Il s’en suit que des millions de personnes ont vu leur niveau de vie s’améliorer considérablement, basculant dans le « monde moderne », grâce aux investissements chinois. Alors que cinquante années d’aide au développement occidentale n’ont pas permis au continent de sortir de la misère, dix ans d’investissements massifs chinois ont permis à plusieurs pays de décoller. Les mauvaises langues rétorqueront que les chinois pratiquent un capitalisme de prédation, mais, dans ce cas-là, que peut-on dire de la Françafrique, qui use des mêmes méthodes sans aucun résultat probant pour les populations locales ! Il faut d’abord balayer devant sa propre porte avant d’émettre des jugements moraux sur les actions des autres.
Au regard des enjeux à venir, et de la très forte natalité de la zone sahélienne, quelles sont les politiques structurelles les plus importantes à mettre en oeuvre pour permettre une "normalisation" de la situation ?
La première politique à mettre en place est une politique malthusienne, visant à limiter le nombre de naissances, la trop forte croissance démographique pénalisant le développement économique, en particulier dans les pays aux ressources naturelles limitées, tels que les Etats du Sahel. S’il ne s’agit pas d’effectuer une politique coercitive de l’enfant unique sur le modèle chinois, une politique à l’indienne, d’incitations fortes à limiter sa descendance, qui a permis de faire descendre le niveau de fécondité à peu près au seuil de remplacement des générations (2,1 enfants par femme), est souhaitable pour les prochaines décennies. Par exemple, il faudrait fixer des objectifs à atteindre pour l’Afrique subsaharienne, et plus particulièrement le Sahel : 3 enfants par femme en 2030 et 2 enfants par femme en 2050.
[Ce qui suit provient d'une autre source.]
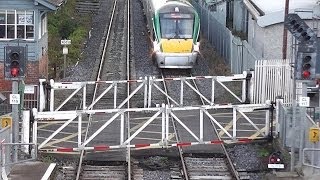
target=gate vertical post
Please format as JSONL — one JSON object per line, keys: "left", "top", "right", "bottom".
{"left": 233, "top": 107, "right": 237, "bottom": 138}
{"left": 148, "top": 77, "right": 152, "bottom": 108}
{"left": 32, "top": 108, "right": 38, "bottom": 154}
{"left": 200, "top": 108, "right": 203, "bottom": 142}
{"left": 39, "top": 79, "right": 46, "bottom": 112}
{"left": 121, "top": 112, "right": 124, "bottom": 144}
{"left": 114, "top": 83, "right": 118, "bottom": 109}
{"left": 242, "top": 71, "right": 247, "bottom": 103}
{"left": 180, "top": 79, "right": 184, "bottom": 106}
{"left": 265, "top": 100, "right": 271, "bottom": 136}
{"left": 50, "top": 79, "right": 55, "bottom": 111}
{"left": 275, "top": 98, "right": 284, "bottom": 138}
{"left": 83, "top": 84, "right": 86, "bottom": 110}
{"left": 165, "top": 104, "right": 169, "bottom": 146}
{"left": 211, "top": 77, "right": 215, "bottom": 104}
{"left": 245, "top": 71, "right": 253, "bottom": 103}
{"left": 269, "top": 101, "right": 275, "bottom": 141}
{"left": 161, "top": 104, "right": 165, "bottom": 144}
{"left": 78, "top": 114, "right": 82, "bottom": 147}
{"left": 144, "top": 77, "right": 148, "bottom": 108}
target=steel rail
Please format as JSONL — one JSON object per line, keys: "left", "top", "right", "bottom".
{"left": 75, "top": 0, "right": 118, "bottom": 179}
{"left": 189, "top": 73, "right": 240, "bottom": 180}
{"left": 160, "top": 70, "right": 189, "bottom": 180}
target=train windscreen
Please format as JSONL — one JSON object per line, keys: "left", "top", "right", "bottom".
{"left": 160, "top": 13, "right": 194, "bottom": 39}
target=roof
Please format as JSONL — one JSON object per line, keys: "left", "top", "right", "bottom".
{"left": 46, "top": 0, "right": 65, "bottom": 6}
{"left": 244, "top": 0, "right": 319, "bottom": 27}
{"left": 35, "top": 0, "right": 65, "bottom": 10}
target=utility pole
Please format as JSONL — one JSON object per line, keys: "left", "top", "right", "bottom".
{"left": 282, "top": 0, "right": 290, "bottom": 59}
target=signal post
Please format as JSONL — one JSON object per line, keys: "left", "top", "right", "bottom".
{"left": 284, "top": 13, "right": 318, "bottom": 171}
{"left": 3, "top": 45, "right": 27, "bottom": 162}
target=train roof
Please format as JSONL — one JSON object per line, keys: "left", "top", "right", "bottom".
{"left": 244, "top": 0, "right": 319, "bottom": 27}
{"left": 152, "top": 0, "right": 192, "bottom": 11}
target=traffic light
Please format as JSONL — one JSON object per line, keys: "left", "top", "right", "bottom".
{"left": 284, "top": 13, "right": 316, "bottom": 45}
{"left": 4, "top": 46, "right": 26, "bottom": 79}
{"left": 296, "top": 49, "right": 317, "bottom": 80}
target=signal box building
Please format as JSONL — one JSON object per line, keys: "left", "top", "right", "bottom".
{"left": 0, "top": 0, "right": 64, "bottom": 91}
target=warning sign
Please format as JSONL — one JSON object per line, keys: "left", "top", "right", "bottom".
{"left": 309, "top": 128, "right": 320, "bottom": 143}
{"left": 1, "top": 117, "right": 12, "bottom": 128}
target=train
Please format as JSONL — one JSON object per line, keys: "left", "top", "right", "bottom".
{"left": 142, "top": 0, "right": 200, "bottom": 68}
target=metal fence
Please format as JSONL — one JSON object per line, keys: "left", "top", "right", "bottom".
{"left": 0, "top": 84, "right": 38, "bottom": 116}
{"left": 0, "top": 92, "right": 11, "bottom": 116}
{"left": 0, "top": 127, "right": 11, "bottom": 178}
{"left": 192, "top": 1, "right": 261, "bottom": 74}
{"left": 252, "top": 59, "right": 293, "bottom": 104}
{"left": 276, "top": 99, "right": 320, "bottom": 169}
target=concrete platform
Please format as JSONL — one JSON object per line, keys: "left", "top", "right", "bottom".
{"left": 8, "top": 161, "right": 56, "bottom": 180}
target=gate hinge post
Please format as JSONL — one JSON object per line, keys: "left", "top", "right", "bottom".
{"left": 244, "top": 70, "right": 253, "bottom": 104}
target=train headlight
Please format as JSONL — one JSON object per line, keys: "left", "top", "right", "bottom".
{"left": 194, "top": 42, "right": 200, "bottom": 52}
{"left": 153, "top": 42, "right": 160, "bottom": 52}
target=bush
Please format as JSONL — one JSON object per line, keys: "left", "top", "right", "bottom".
{"left": 48, "top": 0, "right": 91, "bottom": 79}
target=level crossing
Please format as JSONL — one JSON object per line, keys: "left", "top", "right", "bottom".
{"left": 33, "top": 72, "right": 273, "bottom": 153}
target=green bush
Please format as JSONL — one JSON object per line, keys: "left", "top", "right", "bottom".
{"left": 48, "top": 0, "right": 91, "bottom": 79}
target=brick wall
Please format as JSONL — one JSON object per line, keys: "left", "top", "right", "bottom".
{"left": 0, "top": 60, "right": 46, "bottom": 91}
{"left": 0, "top": 63, "right": 12, "bottom": 91}
{"left": 39, "top": 53, "right": 48, "bottom": 79}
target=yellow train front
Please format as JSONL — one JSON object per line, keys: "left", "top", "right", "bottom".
{"left": 147, "top": 0, "right": 200, "bottom": 69}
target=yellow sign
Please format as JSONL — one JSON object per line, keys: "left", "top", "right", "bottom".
{"left": 1, "top": 117, "right": 12, "bottom": 128}
{"left": 309, "top": 128, "right": 320, "bottom": 143}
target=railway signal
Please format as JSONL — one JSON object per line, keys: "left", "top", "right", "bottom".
{"left": 4, "top": 46, "right": 26, "bottom": 79}
{"left": 284, "top": 13, "right": 316, "bottom": 45}
{"left": 296, "top": 47, "right": 317, "bottom": 80}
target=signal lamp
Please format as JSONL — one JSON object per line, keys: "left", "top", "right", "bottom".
{"left": 4, "top": 46, "right": 26, "bottom": 79}
{"left": 10, "top": 67, "right": 20, "bottom": 77}
{"left": 9, "top": 52, "right": 21, "bottom": 77}
{"left": 302, "top": 70, "right": 311, "bottom": 78}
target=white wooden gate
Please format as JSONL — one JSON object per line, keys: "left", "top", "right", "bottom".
{"left": 252, "top": 59, "right": 293, "bottom": 104}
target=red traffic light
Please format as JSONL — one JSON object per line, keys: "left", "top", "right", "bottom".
{"left": 302, "top": 70, "right": 311, "bottom": 78}
{"left": 10, "top": 67, "right": 20, "bottom": 77}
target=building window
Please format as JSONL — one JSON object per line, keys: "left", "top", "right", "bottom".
{"left": 39, "top": 13, "right": 47, "bottom": 38}
{"left": 0, "top": 10, "right": 34, "bottom": 40}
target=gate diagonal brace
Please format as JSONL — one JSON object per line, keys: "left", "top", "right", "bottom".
{"left": 35, "top": 103, "right": 269, "bottom": 151}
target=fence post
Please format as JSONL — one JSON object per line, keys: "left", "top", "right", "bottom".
{"left": 22, "top": 110, "right": 30, "bottom": 154}
{"left": 244, "top": 70, "right": 252, "bottom": 103}
{"left": 265, "top": 100, "right": 271, "bottom": 137}
{"left": 275, "top": 97, "right": 284, "bottom": 138}
{"left": 49, "top": 79, "right": 55, "bottom": 112}
{"left": 39, "top": 79, "right": 46, "bottom": 112}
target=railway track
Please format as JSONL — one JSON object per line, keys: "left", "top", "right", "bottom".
{"left": 71, "top": 0, "right": 131, "bottom": 179}
{"left": 159, "top": 70, "right": 240, "bottom": 179}
{"left": 40, "top": 0, "right": 267, "bottom": 179}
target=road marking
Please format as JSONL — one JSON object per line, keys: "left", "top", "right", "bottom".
{"left": 38, "top": 129, "right": 77, "bottom": 135}
{"left": 130, "top": 120, "right": 147, "bottom": 133}
{"left": 218, "top": 115, "right": 241, "bottom": 136}
{"left": 249, "top": 122, "right": 275, "bottom": 138}
{"left": 42, "top": 129, "right": 86, "bottom": 148}
{"left": 38, "top": 136, "right": 78, "bottom": 144}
La seconde politique est de tirer des enseignements des résultats de la présence chinoise en Afrique, c’est-à-dire d’orienter « l’aide au développement », qu’il faudrait peut-être d’ailleurs renommer, vers une politique d’investissements productifs, conduisant à l’émergence d’une classe moyenne. Le seul moyen de limiter l’immigration africaine en Europe à long terme serait que le continent connaisse une croissance économique à la chinoise pendant les trois prochaines décennies ! Dans ce cadre, notre rapport paternaliste au continent est à revoir complètement. Les investissements productifs ou la construction d’infrastructures doivent être pensés pour les africains et non être des projets clés en main transposés sur le continent sans aucune réflexion sur leur adaptation ou non aux besoins du pays concerné, ce qui fut malheureusement trop souvent le cas après les indépendances dans les années 1960-70.